There is an orthogonal silent-drop pathway where a pdf cell's y-position is just outside every row band (the row-band detection at lines 828-838 has the same inclusive-boundary issue). I encountered this on real-world Computershare dividend statements where a totals data row sits ~3 page units below the predicted row band's bottom edge, so the values never make it into `orphan_rows_pdf_ids` for my fix to recover. Addressing that requires either a complementary fallback for cells inside the table prov bbox but outside all row bands, or a relaxation of the row-band inclusion bounds. Tracking as follow-up.

Test plan

  • New `tests/test_matching_post_processor.py`:
    • `test_orphan_with_no_col_band_match_is_recovered_to_nearest_column` — synthetic input where a pdf cell sits in a row's y-band but x=560 (outside both column x-bands at 10..90 and 110..200). Pre-fix the orphan is dropped from `new_matches`; post-fix it is assigned to the nearest column (col 1, centroid 155, dist 405) and confidence < 0.
    • `test_band_matched_orphans_use_normal_path` — sanity check that in-band orphans take the unchanged happy path with confidence >= 0.
  • `pre-commit run --files ` — Black, isort, MyPy all green after autoformat.
  • End-to-end smoke test on a real Computershare dividend PDF with a totals subtable: WARNING fires for the orphan pdf cell, the recovered cell appears in `table_cells` for row 21 of the table.
  • Existing test suite unaffected: light tests pass; integration tests (`test_tf_predictor.py`, `test_tableformer_v2.py`) not run locally — they require model weights — but no behaviour change in the in-band fast path means they should remain green.

Issues addressed

Closes #28 (partially) — "Post processing improvements". The reporter asked for orphan tokens to be assigned rather than dropped. This addresses the column-band-miss case. The row-band-miss case is documented as follow-up above.

Notes

  • `tab_cols`, `pdf_cells`, etc. are the existing function parameters; no signature change.
  • No new dependencies.
  • The change is purely additive to behaviour: orphans previously dropped now land in some column. The change cannot remove cells that were previously emitted, only add cells. Worst case is over-eager attachment of a stray pdf token to a column, which the WARNING log makes immediately visible in operator output.

…olumn band

`MatchingPostProcessor._pick_orphan_cells` iterates pdf cells whose y-position
falls inside a row band but whose x-position lies outside every predicted
column band. The existing code wraps the entire assignment block in
`if pdf_cell_id in used_col_pdf_ids:` with no `else` branch. PDF cells that
made it into `orphan_rows_pdf_ids` but never landed in a column band are
therefore silently dropped — no log, no warning, no fallback.
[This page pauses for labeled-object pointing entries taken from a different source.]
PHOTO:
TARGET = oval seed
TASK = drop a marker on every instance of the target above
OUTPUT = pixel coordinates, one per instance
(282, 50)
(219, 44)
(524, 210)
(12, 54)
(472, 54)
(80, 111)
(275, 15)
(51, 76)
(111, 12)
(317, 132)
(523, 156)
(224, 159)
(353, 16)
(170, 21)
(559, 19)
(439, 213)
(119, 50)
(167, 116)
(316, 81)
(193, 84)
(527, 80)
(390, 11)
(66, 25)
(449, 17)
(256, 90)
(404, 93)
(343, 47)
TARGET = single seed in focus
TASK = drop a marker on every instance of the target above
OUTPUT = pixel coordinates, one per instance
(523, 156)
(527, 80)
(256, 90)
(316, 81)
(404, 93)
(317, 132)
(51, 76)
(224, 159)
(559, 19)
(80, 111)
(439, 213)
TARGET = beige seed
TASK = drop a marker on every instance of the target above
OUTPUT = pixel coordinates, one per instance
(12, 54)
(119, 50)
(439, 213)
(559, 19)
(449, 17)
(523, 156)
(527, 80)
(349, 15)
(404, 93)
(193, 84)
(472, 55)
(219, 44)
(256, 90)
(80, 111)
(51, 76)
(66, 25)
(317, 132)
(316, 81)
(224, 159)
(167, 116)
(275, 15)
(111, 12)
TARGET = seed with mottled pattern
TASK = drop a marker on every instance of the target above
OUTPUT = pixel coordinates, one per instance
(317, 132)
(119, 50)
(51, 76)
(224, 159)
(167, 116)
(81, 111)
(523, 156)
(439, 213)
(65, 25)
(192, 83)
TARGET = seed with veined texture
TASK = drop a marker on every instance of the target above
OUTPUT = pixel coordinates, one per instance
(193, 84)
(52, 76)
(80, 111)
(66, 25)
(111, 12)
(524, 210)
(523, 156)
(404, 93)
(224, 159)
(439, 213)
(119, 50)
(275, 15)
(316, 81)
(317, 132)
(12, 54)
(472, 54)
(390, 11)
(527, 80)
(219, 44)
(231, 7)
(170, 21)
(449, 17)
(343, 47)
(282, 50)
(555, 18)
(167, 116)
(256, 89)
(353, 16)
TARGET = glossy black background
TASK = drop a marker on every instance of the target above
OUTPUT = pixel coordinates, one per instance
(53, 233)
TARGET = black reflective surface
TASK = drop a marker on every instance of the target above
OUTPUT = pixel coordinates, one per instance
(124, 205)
This shows up in real PDFs as missing data in the output. A representative
case: a totals subtable rendered at the bottom of a larger table region
where the predicted columns are sized to the upper region's geometry; the
right-aligned totals values fall outside every predicted column band and
disappear from `table_cells` with no observable signal.

The fix:

* Cache each column's X-centroid (`(col_x1 + col_x2) / 2`) once, during the
  per-column orphan loop, in a `col_centroids` dict keyed by column id.
* Add an `else` branch in the orphan-rows loop: when a pdf cell has a row
  band but no col band, snap to the column whose centroid is nearest the
  pdf cell's X-centroid. Confidence is encoded as `-int(round(distance)) - 1`
  so it is always negative for fallback matches and downstream consumers
  can distinguish them from regular high-confidence matches if they care.
* Emit a `WARNING`-level log so the recovery is observable in production
  output. (The function only logs at DEBUG today — operators reasonably
  expect a WARNING when the matcher resorts to a fallback path.)
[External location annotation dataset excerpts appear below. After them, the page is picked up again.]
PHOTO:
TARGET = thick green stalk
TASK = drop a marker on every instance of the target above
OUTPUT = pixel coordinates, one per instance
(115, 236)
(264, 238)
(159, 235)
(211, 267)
The cell-create / reuse / `new_matches[...]` block is hoisted out of the
`if` so both paths share it. No behavioural change to the happy path
(in-band orphans).

This addresses one half of docling-project#28 (post-processing improvements). It does not
fix the orthogonal row-band variant where a pdf cell's y-position is just
outside every row band — that requires a separate change to the row-band
inclusion logic or a complementary fallback for cells inside the table
prov bbox but outside all row bands. Documented for follow-up.

Tests: new `tests/test_matching_post_processor.py` with synthetic-input
unit tests covering both the recovery path and the unchanged in-band
fast path. Existing test suite unaffected.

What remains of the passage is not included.